Consumer price increases moderate
In September, consumer prices rose 1.2%, which was down from the 2.3% rate in August and confirmed the moderation trend in consumer prices observed since April. The September figure was the lowest monthly rate observed since the devaluation and was even slightly below the figure 1.5% figure announced by government officials before. Consumer prices continue to be contained by government decrees that have successfully put off public service tariff hikes, as officials struggle to weigh political and economic pressures against public services companies’ demands for a renegotiation of prices fixed in existing contracts. In September, the government decided to finalize discussions with companies in November. This means that public service tariff increases are likely to kick in early next year. Firms have been battered by the economic crisis and demands for tariff hikes range from 10-35%. Finance officials are hoping that public service firms will agree to a much more moderate 10-12% increase, applied gradually over a period of twelve months. Developments in the wholesale price index indicate that inflation is likely to accelerate in the coming months. In September, wholesale prices rose by 2.1%, which was down from the 4.7% increase in August. The September figure raised the annual wholesale price variation to 114.5% from 107.7% in August. Once the government decides to liberate public service prices, consumer prices may experience additional upward pressure. Participants anticipate consumer prices to increase further through the end of the year with the annual variation rising but below  the government estimate of 67.0%. Price increases are anticipated to moderate further next year, in spite of the likely hike in public service tariffs, with the annual inflation moderating by year-end, but still double the government’s estimate.
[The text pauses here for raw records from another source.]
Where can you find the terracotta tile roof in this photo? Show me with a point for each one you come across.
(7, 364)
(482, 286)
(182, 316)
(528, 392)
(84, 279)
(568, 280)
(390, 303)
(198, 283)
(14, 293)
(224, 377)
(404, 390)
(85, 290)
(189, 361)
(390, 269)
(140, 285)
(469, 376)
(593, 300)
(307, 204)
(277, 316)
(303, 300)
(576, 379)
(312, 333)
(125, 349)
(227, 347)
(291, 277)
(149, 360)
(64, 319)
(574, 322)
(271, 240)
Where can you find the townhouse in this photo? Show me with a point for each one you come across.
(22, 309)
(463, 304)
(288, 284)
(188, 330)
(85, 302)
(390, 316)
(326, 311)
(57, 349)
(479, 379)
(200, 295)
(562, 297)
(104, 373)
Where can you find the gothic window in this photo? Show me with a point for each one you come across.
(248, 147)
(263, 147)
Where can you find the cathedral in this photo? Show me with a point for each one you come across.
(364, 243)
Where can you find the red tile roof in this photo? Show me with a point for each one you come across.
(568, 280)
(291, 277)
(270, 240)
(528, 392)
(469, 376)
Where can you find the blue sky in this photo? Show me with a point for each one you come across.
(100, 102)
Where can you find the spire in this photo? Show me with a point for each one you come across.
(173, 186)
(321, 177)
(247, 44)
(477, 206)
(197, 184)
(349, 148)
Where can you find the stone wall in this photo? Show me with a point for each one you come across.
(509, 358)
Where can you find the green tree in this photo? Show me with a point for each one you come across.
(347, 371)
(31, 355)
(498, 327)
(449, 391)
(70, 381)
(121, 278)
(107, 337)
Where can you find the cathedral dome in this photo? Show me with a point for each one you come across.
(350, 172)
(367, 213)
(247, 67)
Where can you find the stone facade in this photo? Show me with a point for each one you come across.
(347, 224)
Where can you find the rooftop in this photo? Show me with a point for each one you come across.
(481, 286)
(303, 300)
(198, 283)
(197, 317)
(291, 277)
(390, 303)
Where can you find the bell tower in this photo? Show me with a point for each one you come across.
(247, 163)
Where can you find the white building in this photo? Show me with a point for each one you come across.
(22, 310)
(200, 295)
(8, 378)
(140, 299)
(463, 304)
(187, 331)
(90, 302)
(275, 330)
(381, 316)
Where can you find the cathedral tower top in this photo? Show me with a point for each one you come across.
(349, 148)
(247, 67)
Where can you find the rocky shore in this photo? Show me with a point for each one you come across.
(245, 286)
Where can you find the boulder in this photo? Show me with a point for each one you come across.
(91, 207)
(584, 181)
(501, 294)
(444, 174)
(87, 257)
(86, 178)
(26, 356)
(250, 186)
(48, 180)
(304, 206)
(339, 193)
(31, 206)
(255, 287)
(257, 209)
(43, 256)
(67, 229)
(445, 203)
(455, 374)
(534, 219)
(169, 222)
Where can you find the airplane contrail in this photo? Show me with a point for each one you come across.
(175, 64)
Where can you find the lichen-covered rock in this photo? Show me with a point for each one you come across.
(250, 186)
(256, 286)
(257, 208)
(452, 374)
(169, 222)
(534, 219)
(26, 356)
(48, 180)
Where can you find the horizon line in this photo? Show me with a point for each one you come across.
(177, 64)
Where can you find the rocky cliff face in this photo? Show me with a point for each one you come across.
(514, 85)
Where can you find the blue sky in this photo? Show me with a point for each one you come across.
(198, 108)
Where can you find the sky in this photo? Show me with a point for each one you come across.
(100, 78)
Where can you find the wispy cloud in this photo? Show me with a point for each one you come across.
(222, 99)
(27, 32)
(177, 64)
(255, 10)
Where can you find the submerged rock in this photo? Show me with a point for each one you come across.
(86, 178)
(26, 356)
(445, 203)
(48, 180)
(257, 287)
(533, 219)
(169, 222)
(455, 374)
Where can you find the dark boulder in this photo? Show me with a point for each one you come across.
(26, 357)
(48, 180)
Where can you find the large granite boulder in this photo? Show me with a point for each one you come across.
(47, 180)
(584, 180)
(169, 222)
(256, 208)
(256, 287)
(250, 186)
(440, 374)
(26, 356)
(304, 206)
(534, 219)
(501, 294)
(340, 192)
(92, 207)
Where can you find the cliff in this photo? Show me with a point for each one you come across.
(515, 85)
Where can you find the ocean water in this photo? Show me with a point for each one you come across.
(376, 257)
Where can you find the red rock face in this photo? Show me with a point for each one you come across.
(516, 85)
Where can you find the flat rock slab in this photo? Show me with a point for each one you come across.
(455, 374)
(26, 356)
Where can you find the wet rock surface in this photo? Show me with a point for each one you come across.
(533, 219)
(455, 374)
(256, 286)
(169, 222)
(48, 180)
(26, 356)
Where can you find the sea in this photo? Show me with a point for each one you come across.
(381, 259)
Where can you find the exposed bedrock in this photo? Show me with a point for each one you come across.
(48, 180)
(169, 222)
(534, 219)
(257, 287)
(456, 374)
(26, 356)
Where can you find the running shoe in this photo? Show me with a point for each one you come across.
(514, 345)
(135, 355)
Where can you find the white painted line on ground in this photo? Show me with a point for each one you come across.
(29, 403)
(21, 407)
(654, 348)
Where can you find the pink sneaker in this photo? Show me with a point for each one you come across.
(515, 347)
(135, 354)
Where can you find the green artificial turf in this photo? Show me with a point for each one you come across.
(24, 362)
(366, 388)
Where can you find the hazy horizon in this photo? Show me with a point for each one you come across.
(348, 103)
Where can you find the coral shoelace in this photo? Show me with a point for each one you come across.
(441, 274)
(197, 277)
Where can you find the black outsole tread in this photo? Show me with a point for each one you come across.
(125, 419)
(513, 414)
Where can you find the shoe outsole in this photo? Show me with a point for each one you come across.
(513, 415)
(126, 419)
Banks ease deposit restrictions and funds remain, attracted by high interest rates
On 1 October, banks began to return deposits, which had been frozen by the government in January to avert capital flight following the devaluation. The lifting of the restrictions set by the so-called corralito by government decree enables deposit holders with savings between 7,000 to 10,000 pesos (US$ 1,900 and US$ 2,700) to withdraw funds freely. The economy ministry calculated that the limited opening of the financial system would release some 1.7 billion pesos (US$ 450 million) from controls. Fears of a massive run on the financial system did not materialize. In fact, the recent stability of the currency in exchange rate markets, high interest rates of up to 5% monthly and inflation-indexed savings accounts, prompted the majority of deposit holders to keep their funds in fixed term deposits rather than withdraw.